A Joy to Be Hidden
Ariela Freedman
June 6, 2019
It’s the late 1990’s and Alice Stein is a grad student in New York City. Her father died the previous year, leaving her mother with 8-year-old twins to raise. Alice is in charge of looking in on her dying grandmother, and then is first, after the thieving caregiver, to sort through her grandmother’s apartment after her death. There, Alice discovers a purse with a hidden compartment.

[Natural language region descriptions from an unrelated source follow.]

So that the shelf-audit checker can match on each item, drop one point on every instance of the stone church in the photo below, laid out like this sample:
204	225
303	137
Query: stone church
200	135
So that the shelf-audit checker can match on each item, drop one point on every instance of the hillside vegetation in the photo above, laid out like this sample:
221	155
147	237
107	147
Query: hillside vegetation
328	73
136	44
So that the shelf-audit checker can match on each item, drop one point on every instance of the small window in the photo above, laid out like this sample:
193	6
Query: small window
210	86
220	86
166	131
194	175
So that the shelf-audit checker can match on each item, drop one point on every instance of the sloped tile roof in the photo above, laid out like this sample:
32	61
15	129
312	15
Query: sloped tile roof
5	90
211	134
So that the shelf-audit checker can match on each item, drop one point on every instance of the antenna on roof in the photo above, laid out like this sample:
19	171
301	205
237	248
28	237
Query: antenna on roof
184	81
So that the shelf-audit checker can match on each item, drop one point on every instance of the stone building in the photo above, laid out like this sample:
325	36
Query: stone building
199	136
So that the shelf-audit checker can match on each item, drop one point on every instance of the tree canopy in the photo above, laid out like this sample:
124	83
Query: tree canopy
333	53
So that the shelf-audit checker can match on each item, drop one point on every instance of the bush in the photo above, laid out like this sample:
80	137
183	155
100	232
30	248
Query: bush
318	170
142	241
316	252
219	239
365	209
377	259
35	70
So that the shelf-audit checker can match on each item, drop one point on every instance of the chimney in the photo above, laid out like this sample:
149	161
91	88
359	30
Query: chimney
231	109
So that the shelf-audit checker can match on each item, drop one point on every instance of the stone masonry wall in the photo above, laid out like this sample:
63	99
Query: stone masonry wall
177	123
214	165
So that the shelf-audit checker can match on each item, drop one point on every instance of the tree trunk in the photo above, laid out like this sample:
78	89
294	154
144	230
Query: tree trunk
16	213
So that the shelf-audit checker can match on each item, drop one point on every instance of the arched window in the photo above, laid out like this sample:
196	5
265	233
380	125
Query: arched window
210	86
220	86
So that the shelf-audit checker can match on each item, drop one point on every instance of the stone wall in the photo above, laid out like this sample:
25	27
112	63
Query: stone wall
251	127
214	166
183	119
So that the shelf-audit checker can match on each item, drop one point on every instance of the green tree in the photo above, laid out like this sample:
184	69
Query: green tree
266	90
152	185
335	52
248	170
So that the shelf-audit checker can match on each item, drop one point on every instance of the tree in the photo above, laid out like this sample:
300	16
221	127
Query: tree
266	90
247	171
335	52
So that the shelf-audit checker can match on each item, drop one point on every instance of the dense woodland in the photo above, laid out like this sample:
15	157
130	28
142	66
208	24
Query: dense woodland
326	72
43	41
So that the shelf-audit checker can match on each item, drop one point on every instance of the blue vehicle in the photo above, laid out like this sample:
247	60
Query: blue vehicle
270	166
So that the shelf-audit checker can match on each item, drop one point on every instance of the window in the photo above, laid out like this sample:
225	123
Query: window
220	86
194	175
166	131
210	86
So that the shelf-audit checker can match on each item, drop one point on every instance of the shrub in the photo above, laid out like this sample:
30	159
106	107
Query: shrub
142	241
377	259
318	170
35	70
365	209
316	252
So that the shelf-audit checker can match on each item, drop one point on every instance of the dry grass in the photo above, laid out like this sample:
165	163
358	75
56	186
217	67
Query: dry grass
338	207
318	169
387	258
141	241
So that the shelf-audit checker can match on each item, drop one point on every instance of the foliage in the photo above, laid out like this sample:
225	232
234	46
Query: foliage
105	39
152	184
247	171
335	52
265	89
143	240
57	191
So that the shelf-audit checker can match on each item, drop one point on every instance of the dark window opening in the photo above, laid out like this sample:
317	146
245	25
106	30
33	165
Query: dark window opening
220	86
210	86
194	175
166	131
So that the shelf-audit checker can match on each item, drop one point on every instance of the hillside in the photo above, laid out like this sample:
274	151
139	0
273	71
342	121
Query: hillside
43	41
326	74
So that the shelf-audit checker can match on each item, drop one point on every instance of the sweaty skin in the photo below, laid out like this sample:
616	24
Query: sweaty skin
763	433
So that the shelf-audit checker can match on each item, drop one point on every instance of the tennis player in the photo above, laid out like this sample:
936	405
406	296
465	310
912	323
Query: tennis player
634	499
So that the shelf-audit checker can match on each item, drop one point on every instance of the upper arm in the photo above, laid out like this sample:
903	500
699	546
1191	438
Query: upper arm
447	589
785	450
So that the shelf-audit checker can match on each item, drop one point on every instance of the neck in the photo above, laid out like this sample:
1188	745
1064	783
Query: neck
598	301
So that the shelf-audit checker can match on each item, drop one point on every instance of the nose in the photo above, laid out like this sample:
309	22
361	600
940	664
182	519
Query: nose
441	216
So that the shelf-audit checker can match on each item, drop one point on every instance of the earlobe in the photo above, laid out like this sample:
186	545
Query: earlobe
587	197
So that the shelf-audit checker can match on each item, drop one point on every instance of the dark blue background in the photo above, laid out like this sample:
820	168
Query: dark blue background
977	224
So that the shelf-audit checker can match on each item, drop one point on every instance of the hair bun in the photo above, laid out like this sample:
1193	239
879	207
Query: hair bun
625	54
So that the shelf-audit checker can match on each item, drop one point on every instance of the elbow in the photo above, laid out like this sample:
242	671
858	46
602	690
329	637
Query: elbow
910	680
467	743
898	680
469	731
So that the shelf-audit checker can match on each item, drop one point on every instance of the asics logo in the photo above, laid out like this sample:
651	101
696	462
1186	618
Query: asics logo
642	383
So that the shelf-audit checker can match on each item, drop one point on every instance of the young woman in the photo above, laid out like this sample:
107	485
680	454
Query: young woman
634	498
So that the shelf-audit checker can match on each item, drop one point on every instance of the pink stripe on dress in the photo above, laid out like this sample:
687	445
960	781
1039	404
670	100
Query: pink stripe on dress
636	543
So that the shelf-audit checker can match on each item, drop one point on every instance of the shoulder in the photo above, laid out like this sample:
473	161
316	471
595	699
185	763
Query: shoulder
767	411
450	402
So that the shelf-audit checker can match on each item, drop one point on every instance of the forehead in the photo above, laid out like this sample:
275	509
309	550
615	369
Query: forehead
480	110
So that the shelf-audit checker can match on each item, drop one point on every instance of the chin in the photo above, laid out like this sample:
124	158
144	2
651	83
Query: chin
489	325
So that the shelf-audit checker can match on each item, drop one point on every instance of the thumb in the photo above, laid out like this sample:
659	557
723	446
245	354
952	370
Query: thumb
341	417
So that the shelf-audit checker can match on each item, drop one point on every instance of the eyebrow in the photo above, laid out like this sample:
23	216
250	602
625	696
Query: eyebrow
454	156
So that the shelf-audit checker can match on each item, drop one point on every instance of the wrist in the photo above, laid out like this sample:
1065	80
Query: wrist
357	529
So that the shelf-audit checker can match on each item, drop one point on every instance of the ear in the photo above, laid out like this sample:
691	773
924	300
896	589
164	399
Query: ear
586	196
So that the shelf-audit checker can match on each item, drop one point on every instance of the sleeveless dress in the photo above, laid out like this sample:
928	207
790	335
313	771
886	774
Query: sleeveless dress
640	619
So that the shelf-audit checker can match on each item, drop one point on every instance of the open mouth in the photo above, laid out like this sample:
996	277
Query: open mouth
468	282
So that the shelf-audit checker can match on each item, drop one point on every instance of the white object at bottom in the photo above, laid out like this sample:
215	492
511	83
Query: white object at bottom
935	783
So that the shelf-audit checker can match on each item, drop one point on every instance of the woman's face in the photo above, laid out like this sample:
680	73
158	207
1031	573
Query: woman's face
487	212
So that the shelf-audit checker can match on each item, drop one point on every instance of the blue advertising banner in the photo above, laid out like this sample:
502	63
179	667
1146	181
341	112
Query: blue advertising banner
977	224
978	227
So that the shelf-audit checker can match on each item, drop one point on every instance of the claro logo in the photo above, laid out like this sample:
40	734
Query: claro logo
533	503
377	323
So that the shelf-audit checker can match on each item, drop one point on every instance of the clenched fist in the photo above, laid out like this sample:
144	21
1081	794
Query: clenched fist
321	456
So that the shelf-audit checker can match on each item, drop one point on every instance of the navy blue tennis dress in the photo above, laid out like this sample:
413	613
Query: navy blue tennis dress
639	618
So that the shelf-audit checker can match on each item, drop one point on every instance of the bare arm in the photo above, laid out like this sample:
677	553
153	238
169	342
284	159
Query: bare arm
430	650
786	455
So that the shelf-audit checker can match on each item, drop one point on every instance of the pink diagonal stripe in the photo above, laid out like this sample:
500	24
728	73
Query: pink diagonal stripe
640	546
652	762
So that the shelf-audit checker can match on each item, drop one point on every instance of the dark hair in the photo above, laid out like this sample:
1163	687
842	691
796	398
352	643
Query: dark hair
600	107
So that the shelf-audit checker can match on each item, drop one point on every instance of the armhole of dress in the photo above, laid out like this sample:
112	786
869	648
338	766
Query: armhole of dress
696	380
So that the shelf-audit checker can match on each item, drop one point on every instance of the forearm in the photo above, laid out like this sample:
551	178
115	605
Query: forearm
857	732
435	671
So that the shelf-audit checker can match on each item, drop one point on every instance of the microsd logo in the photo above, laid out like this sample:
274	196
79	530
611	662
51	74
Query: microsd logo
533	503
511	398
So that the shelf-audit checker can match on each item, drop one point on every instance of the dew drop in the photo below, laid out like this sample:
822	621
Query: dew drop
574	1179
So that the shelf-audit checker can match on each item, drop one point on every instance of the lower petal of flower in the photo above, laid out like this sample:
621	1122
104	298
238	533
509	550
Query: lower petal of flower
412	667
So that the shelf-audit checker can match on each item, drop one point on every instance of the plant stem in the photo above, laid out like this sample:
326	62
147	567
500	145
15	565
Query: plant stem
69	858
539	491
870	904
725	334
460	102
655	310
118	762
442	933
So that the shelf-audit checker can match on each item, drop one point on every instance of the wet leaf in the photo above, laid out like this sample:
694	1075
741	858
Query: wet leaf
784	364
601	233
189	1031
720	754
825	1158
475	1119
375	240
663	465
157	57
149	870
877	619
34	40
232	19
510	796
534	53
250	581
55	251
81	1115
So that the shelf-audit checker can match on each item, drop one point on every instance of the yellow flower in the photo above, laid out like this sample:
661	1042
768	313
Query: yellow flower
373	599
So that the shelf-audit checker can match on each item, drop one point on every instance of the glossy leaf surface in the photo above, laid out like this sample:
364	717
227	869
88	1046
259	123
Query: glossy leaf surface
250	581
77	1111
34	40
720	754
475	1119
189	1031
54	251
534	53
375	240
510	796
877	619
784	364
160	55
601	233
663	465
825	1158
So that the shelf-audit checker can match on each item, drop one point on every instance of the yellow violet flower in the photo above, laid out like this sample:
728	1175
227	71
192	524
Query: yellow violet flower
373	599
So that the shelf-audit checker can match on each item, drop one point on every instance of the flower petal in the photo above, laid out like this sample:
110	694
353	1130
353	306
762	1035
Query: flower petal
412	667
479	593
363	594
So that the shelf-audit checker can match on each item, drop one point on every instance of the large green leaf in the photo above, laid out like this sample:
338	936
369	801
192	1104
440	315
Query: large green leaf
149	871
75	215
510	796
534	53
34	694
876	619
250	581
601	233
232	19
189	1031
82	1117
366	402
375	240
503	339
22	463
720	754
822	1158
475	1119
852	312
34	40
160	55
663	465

As she struggles to study, write, teach, take care of the little girl from downstairs, and figure out her grandmother’s secrets, Alice uncovers layers of secrets about herself, her family, and everyone around her.
Ariela Freedman was born in Brooklyn and has lived in Jerusalem, New York, Calgary, London, and Montreal. Her reviews and poems have appeared in Vallum, carte blanche, The Cincinnati Review and other publications, and she was selected to participate in the Quebec Writers' Federation's 2014 Mentorship Program. She has a PhD from New York University and has published articles on Mary Borden, James Joyce, First World war literature, and postcolonial theory. Freedman’s book Death, Men, and Modernism appeared in 2003. Her first novel, Arabic for Beginners (LLP, 2017), was shortlisted for the QWF Concordia University First Book Prize and is the Winner of the 2018 J. I. Segal Prize for Fiction. A Joy to be Hidden (Linda Leith Publishing, 2019) is her second novel.